Bazylika – Parafianie muszą się dorzucić
W kościele św. Jakuba można podziwiać wspaniałe zabytkowe drzwi, które po remoncie ponownie zamontowano w kruchtach: północnej, południowej i głównej. Koszt prac to ponad 200 tysięcy złotych. Teraz jednak parafianie bazyliki muszą jeszcze sięgnąć głęboko do kieszeni.
Ostatnich kilka miesięcy drewniane bramy spędziły w pracowni konserwatorskiej gdzie były poddawane szczegółowym pracom. Trzeba było usunąć uszkodzone fragmenty zdobień, zrobić rekonstrukcje, pozbyć się korników i późniejszych przemalowań, założyć nowe okna, klamki… pracy było co niemiara, ale efekt robi wrażenie.
Parafianie od kilkunastu dni mogą podziwiać wspaniałe drzwi, które ponownie zostały zamontowane w gotyckich portalach.
Kosz tych prac to ponad 200 tysięcy złotych, z czego połowę dołożył nam Urząd Miejski w Nysie.
Ksiądz prałat Mikołaj Mróz
Parafia oczywiście miała również i swój wkład finansowy, który po podsumowaniu prac okazał się niewystarczający. W związku z tym kolekty z najbliższych mszy zostaną przeznaczone na pokrycie kosztów związanych z remontem.

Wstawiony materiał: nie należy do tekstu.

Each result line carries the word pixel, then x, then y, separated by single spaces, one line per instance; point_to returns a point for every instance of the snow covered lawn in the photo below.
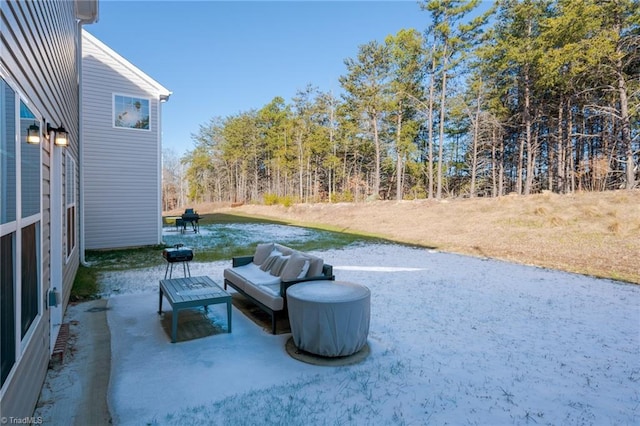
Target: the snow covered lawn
pixel 453 339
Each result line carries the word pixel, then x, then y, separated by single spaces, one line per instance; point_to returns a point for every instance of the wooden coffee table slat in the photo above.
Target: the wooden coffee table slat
pixel 191 292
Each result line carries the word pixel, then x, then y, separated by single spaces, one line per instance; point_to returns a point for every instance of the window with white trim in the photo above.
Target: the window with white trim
pixel 130 112
pixel 20 227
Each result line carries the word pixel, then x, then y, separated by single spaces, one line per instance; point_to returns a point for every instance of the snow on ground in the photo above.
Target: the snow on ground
pixel 454 339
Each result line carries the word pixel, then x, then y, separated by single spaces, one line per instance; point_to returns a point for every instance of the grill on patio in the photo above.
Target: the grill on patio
pixel 179 253
pixel 190 216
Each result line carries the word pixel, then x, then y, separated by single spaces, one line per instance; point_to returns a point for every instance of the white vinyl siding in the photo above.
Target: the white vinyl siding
pixel 38 59
pixel 122 167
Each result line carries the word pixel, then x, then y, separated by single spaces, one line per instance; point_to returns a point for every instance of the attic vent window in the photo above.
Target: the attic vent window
pixel 130 112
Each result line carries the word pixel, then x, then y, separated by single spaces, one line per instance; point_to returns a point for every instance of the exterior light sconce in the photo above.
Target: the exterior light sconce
pixel 61 137
pixel 33 134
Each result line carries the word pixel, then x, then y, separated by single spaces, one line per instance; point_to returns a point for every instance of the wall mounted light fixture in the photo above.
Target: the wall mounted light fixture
pixel 33 134
pixel 61 137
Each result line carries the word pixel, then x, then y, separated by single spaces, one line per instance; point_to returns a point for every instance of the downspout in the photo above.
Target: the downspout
pixel 81 242
pixel 88 15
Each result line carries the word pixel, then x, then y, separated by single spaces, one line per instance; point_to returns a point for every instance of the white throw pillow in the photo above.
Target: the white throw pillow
pixel 278 265
pixel 269 261
pixel 262 252
pixel 295 267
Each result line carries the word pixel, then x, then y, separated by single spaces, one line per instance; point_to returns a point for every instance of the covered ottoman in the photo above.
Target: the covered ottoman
pixel 329 318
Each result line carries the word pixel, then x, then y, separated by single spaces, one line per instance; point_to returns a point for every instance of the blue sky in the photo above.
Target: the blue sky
pixel 221 58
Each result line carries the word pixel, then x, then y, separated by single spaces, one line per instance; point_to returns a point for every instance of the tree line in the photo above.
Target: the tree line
pixel 531 95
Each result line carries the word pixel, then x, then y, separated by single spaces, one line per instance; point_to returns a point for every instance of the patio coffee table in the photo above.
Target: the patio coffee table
pixel 191 292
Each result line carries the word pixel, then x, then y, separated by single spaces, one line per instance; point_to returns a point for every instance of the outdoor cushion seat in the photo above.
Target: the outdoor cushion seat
pixel 265 276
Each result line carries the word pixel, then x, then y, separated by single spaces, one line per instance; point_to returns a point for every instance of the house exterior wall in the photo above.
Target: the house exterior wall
pixel 39 62
pixel 122 166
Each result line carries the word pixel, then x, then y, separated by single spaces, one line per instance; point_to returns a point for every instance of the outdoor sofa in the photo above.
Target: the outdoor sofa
pixel 265 276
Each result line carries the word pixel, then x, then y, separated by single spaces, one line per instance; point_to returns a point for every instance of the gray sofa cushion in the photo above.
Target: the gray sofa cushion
pixel 246 275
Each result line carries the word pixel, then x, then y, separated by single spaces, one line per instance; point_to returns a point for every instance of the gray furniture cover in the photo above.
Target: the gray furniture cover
pixel 329 318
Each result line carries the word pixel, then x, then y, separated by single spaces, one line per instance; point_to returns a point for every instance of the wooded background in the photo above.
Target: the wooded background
pixel 530 96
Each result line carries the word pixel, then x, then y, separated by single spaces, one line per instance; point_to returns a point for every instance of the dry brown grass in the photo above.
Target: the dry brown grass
pixel 589 233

Podczas prac odsłonięta także barokową kratę nad głównymi drzwiami, która od blisko 70 lat była przysłonięta deskami. Prawdopodobnie oryginalne przeszklenie zostało zniszczone w 1945 roku – tak uważa ksiądz Mróz. Teraz wolną przestrzeń wypełniono biało-żółtym szkłem dzięki czemu pod chór muzyczny wpada znacznie więcej światła. Ten wydawać by się mogło kosmetyczny zabieg rozświetlił także gotyckie sieciowe sklepienie pod chórem.